Each technology has its own trade-offs, such as different algorithms, scaling capabilities, safety guarantees, and availability (including conflict resolution, concurrency issues, transactions, and ACID compliance). These should be considered, as well as the intended use of the technology — some are better suited for certain workloads than others.
We also need to consider the type of operations we want to perform using our database. There are even more options for specific workloads, such as full-text search or graph databases. While we can replicate some of these features in conventional databases (e.g. using full-text search in MySQL or replicating a graph by storing vertices and edges), it may come with significant overhead and may not be as powerful as technologies specifically designed for those purposes.
To determine the best solution, we need to carefully consider our requirements and priorities — is high availability or high performance more important? How much scaling do we need? Should our databases be distributed or work on a single machine? What level of guarantees do we need for common problems such as race conditions and other conflicts? All of these questions play a role in determining the most suitable technology.

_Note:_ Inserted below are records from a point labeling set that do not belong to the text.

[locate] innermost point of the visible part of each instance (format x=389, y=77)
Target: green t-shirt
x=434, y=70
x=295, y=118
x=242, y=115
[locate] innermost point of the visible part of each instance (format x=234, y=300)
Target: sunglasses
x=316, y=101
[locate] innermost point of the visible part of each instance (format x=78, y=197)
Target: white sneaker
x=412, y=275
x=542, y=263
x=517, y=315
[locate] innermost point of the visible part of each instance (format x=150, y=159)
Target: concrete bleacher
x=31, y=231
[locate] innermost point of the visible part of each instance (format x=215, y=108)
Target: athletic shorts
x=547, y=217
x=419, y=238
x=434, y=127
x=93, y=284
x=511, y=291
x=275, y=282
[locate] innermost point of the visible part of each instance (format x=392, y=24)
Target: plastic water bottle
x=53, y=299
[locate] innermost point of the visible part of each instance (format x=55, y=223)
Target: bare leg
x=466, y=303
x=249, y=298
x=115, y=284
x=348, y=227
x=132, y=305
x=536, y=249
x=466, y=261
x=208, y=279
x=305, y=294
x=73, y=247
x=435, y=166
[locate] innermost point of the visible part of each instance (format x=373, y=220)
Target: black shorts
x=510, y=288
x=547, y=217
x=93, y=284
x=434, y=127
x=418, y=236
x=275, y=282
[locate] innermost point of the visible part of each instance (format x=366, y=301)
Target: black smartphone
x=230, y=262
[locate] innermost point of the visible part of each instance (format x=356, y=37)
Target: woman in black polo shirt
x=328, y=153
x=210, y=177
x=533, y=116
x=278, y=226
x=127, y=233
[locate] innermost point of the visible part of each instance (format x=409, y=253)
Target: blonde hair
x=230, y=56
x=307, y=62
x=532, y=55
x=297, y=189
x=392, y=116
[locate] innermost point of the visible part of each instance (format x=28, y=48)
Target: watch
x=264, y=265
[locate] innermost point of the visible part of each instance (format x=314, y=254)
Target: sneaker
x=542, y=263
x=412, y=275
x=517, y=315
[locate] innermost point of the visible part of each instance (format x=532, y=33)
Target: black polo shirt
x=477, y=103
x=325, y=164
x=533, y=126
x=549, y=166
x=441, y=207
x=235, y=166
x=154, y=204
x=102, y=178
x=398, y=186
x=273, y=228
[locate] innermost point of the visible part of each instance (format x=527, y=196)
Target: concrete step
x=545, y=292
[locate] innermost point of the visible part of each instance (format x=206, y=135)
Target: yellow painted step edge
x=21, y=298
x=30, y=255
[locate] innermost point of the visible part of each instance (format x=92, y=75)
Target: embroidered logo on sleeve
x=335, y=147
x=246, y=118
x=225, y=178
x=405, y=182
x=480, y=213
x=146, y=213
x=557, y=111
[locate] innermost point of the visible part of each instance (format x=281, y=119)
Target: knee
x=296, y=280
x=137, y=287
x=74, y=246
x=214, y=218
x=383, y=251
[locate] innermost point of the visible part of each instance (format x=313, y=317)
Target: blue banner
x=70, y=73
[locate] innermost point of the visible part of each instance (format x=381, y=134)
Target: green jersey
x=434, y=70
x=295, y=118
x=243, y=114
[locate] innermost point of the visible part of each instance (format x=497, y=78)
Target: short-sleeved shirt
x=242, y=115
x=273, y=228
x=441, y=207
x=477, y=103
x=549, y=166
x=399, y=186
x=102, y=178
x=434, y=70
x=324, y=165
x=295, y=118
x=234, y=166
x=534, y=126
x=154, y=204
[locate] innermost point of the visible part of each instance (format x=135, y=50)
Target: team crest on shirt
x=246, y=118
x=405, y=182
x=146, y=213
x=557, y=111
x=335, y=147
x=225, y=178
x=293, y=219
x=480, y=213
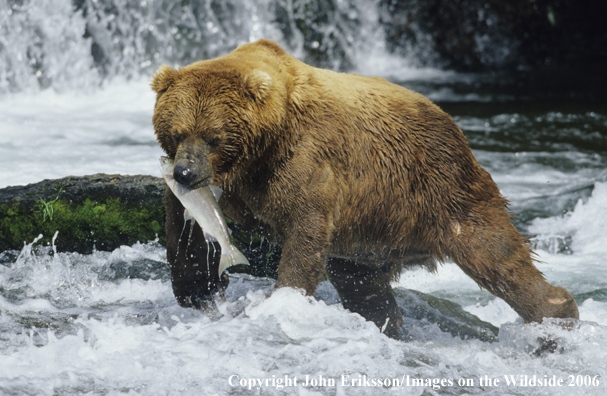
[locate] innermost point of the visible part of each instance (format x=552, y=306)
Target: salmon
x=201, y=207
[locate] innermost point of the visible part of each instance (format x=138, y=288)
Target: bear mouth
x=199, y=184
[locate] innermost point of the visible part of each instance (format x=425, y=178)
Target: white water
x=108, y=323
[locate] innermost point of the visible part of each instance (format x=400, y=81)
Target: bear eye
x=177, y=138
x=214, y=142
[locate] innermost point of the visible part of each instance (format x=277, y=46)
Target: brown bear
x=354, y=176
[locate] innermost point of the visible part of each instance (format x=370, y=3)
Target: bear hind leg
x=499, y=259
x=366, y=291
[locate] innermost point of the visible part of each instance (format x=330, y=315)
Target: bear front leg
x=193, y=267
x=366, y=291
x=499, y=259
x=303, y=257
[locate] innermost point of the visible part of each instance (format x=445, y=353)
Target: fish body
x=201, y=205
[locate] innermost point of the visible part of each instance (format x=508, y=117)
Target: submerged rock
x=424, y=315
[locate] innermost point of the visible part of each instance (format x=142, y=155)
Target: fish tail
x=233, y=257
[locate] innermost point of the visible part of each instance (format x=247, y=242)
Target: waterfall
x=82, y=43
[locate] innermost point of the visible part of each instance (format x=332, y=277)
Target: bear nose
x=183, y=174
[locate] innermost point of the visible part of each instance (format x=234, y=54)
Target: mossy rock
x=103, y=212
x=99, y=212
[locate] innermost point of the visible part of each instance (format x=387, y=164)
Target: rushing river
x=108, y=324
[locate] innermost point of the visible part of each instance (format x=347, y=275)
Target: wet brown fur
x=345, y=166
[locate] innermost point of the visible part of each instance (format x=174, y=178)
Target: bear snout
x=184, y=174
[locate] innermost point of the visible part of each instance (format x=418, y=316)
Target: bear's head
x=215, y=117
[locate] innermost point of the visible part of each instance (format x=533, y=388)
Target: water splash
x=56, y=44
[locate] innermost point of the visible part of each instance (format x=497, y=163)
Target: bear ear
x=163, y=78
x=257, y=85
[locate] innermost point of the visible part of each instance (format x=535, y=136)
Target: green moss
x=103, y=225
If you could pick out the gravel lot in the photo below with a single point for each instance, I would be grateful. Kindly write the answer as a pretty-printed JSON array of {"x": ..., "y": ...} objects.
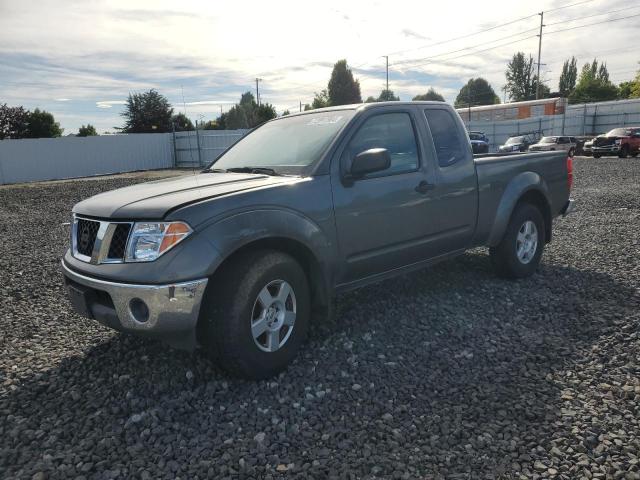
[{"x": 446, "y": 373}]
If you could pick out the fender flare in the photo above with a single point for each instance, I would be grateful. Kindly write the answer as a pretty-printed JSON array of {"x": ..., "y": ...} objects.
[
  {"x": 522, "y": 184},
  {"x": 274, "y": 228}
]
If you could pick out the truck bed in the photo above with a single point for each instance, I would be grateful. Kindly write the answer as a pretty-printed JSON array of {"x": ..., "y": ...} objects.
[{"x": 497, "y": 170}]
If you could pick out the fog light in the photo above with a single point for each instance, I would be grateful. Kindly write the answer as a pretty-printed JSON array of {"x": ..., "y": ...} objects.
[{"x": 139, "y": 310}]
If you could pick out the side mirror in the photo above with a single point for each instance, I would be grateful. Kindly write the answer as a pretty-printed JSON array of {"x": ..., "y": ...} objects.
[{"x": 369, "y": 161}]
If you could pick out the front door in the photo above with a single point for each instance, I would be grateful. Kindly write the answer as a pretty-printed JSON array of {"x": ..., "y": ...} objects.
[{"x": 381, "y": 219}]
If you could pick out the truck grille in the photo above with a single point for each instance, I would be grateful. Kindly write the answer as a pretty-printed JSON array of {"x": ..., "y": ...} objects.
[
  {"x": 604, "y": 141},
  {"x": 119, "y": 241},
  {"x": 98, "y": 241},
  {"x": 86, "y": 233}
]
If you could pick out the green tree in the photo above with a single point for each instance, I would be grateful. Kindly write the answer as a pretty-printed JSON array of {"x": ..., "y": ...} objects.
[
  {"x": 593, "y": 85},
  {"x": 263, "y": 113},
  {"x": 14, "y": 122},
  {"x": 210, "y": 125},
  {"x": 147, "y": 112},
  {"x": 477, "y": 91},
  {"x": 181, "y": 123},
  {"x": 635, "y": 88},
  {"x": 522, "y": 82},
  {"x": 87, "y": 131},
  {"x": 42, "y": 124},
  {"x": 388, "y": 96},
  {"x": 343, "y": 89},
  {"x": 568, "y": 77},
  {"x": 625, "y": 89},
  {"x": 320, "y": 100},
  {"x": 431, "y": 95}
]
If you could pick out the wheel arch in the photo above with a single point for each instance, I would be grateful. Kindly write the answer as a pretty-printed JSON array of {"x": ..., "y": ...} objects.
[
  {"x": 527, "y": 187},
  {"x": 310, "y": 263}
]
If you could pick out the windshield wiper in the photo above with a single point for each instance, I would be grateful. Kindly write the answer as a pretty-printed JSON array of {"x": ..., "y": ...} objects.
[{"x": 266, "y": 171}]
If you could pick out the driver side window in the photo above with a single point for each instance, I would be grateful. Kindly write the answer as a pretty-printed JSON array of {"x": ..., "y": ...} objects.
[{"x": 393, "y": 131}]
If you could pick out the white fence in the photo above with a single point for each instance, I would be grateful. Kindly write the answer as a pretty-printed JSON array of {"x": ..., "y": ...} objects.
[
  {"x": 30, "y": 160},
  {"x": 588, "y": 119}
]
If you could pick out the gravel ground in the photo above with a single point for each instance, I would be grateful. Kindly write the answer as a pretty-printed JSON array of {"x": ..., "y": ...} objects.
[{"x": 446, "y": 373}]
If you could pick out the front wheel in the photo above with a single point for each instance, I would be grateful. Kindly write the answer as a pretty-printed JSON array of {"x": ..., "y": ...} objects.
[
  {"x": 518, "y": 254},
  {"x": 624, "y": 153},
  {"x": 256, "y": 314}
]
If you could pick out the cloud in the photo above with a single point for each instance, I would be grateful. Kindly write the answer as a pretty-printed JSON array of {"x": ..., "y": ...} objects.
[
  {"x": 407, "y": 32},
  {"x": 109, "y": 103},
  {"x": 93, "y": 54}
]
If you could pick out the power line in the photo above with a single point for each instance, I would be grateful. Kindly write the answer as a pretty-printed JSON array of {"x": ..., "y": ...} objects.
[
  {"x": 595, "y": 23},
  {"x": 462, "y": 37},
  {"x": 473, "y": 51},
  {"x": 466, "y": 48},
  {"x": 593, "y": 15},
  {"x": 549, "y": 10}
]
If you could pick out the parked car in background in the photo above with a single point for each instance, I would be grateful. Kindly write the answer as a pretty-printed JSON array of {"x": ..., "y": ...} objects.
[
  {"x": 587, "y": 146},
  {"x": 546, "y": 144},
  {"x": 241, "y": 257},
  {"x": 479, "y": 142},
  {"x": 515, "y": 144},
  {"x": 619, "y": 141}
]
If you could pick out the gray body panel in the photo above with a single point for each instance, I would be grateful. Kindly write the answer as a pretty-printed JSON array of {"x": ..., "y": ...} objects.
[{"x": 358, "y": 233}]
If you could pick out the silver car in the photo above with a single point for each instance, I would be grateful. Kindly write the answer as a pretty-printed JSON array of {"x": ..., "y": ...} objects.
[{"x": 546, "y": 144}]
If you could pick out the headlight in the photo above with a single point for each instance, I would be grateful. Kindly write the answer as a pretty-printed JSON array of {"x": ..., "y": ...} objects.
[{"x": 150, "y": 240}]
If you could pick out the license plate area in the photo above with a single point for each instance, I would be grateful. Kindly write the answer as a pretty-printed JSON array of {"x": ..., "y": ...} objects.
[{"x": 81, "y": 299}]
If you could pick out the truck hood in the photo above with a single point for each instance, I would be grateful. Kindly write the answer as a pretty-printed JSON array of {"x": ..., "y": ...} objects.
[{"x": 153, "y": 200}]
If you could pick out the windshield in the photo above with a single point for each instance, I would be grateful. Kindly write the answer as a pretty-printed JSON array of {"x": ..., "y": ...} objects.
[
  {"x": 619, "y": 132},
  {"x": 286, "y": 145}
]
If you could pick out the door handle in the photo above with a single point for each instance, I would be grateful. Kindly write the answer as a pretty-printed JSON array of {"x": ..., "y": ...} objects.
[{"x": 424, "y": 187}]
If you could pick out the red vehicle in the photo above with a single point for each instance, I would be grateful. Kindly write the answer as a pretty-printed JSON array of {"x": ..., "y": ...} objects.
[{"x": 619, "y": 141}]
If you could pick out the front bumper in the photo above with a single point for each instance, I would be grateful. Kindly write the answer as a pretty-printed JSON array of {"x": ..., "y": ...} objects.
[
  {"x": 168, "y": 312},
  {"x": 568, "y": 208},
  {"x": 606, "y": 149}
]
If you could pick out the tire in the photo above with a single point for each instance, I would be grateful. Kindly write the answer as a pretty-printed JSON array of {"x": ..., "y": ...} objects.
[
  {"x": 624, "y": 152},
  {"x": 249, "y": 296},
  {"x": 505, "y": 258}
]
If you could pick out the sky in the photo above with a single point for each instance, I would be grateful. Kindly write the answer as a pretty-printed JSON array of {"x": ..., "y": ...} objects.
[{"x": 80, "y": 59}]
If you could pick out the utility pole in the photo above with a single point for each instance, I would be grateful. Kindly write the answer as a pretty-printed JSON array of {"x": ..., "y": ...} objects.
[
  {"x": 387, "y": 58},
  {"x": 539, "y": 53},
  {"x": 258, "y": 91}
]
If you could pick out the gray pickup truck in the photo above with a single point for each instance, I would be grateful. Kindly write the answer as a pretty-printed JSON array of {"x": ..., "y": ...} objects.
[{"x": 241, "y": 257}]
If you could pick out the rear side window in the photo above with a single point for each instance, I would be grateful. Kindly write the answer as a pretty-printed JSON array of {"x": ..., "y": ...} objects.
[
  {"x": 393, "y": 131},
  {"x": 450, "y": 146}
]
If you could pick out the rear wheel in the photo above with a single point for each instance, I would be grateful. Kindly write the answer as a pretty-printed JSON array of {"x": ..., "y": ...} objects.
[
  {"x": 518, "y": 254},
  {"x": 256, "y": 314}
]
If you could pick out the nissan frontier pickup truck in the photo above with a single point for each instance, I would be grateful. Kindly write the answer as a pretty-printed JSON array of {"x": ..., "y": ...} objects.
[{"x": 238, "y": 259}]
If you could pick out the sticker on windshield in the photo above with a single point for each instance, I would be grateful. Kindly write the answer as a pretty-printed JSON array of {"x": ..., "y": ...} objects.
[{"x": 324, "y": 120}]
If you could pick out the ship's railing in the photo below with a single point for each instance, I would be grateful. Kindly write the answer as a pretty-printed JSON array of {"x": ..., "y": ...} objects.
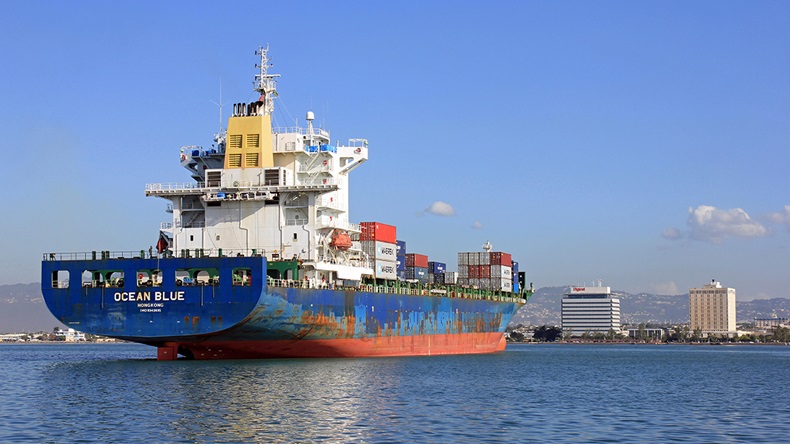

The book discusses at length that databases are not the only way to work with data — we can also process data using methods such as batch processing or message brokers like Apache Kafka. These may be more suitable for certain purposes, depending on our requirements. For example, message brokers may be better for distributed systems as they are more fault-tolerant and often solve specific problems more effectively than conventional databases. If we need to process large amounts of data before using it, batch processing may also be a good solution.
The book also covers a wide range of problems in theory and the progress made in academically solving them. It includes descriptions of various algorithms and their trade-offs, such as faster execution with lower overhead at the cost of less strict rules on correctness and robustness.
Who Is This Book For?
I would recommend this book to anyone interested in application development or considering a career in data/computer science. Having prior knowledge in software development is required, as this is strongly technical book. It provides a comprehensive overview of how we work with data and how we have arrived at our current approaches. It is also useful for those who use databases but want to understand their technical inner workings and the problems that can arise at scale.
Having this knowledge can help with designing the data layer of applications and provides a helpful framework for thinking about data at scale. It has helped me better understand these concepts and how to apply them in practice.